Allí se decía que en Buñol existió un personaje bastante célebre por sus ocurrencias, anécdotas y hazañas. Este buen señor era el Tío Tiadoro, del cual relato algunas anécdotas. 

Una vez, ante un grupito de cinco o seis personas, estaba dándose importancia de haber hecho un viaje a Madrid, y las cosas tan bonitas y las casas tan altas que hay allí, y los adelantados que están, y lo grande que es, más de doscientas veces que Buñol; mira si es grande, que para ir de un sitio a otro tienen que ir en unos tranvías que van con electricidad. Y todas las calles llenas de tiendas, bares y casas de comidas, que allí les llaman restaurantes.

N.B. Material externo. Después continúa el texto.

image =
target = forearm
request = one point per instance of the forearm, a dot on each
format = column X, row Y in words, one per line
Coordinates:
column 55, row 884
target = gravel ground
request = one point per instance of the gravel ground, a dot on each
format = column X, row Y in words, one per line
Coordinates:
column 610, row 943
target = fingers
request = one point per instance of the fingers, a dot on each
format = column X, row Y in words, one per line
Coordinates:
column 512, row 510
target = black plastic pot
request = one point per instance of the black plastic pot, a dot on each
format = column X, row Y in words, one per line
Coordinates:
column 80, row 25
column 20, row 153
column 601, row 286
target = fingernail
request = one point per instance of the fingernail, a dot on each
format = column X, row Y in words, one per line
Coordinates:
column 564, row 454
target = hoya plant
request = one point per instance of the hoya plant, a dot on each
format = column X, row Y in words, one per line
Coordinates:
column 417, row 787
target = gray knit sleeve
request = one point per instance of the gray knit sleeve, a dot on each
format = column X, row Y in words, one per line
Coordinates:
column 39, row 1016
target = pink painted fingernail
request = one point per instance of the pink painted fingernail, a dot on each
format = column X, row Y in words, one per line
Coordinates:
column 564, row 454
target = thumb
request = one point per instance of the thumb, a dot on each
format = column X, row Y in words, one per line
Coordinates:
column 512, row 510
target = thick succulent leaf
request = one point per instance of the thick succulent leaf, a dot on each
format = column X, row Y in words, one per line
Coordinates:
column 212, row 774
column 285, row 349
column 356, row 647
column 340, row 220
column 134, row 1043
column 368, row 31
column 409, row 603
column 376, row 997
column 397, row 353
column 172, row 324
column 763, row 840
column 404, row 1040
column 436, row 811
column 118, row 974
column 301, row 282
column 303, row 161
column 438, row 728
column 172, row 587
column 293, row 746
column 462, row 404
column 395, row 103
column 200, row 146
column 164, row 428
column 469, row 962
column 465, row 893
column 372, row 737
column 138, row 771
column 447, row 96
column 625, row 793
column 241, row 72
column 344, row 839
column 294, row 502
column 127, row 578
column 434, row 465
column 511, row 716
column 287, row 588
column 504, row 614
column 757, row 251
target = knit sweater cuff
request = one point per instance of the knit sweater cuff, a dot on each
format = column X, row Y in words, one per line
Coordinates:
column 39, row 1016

–Este viaje –dijo uno de los presentes–, le costaría muy caro. 

–Que va, lo hice con un capital de cuatro pesetas. 

Entonces el más espabilado de los presentes dijo, –¡Coño! Porque iría pidiendo. 

Y otro, por envidia y quitarle importancia a tal prodigio de la economía, dijo: –¡Así cualquiera!

Pero el Tío Tiadoro, aprovechando la concurrencia, quiso demostrar sus grandes conocimientos matemáticos, aseverando categóricamente los granos de trigo que cabían en la iglesia, los cuales cifraba en treinta kinkillones. Y como no decía como era de grande la iglesia, y ninguno sabía cuanto era un kinkillón, nadie le discutía. Y siguió dándose importancia, como doctor en problemas gramíneos eclesiásticos, y matemáticamente como un alumno aventajado de Pitágoras. Y como tampoco sabían quién era ese señor, vamos a ver quién le pone los cascabeles al gato.

Y así quedaba la anécdota para ser contada ahora.

(Nota de un servidor. Un kinkillón son 1.000.000.000.000.000.000). ¿O sí?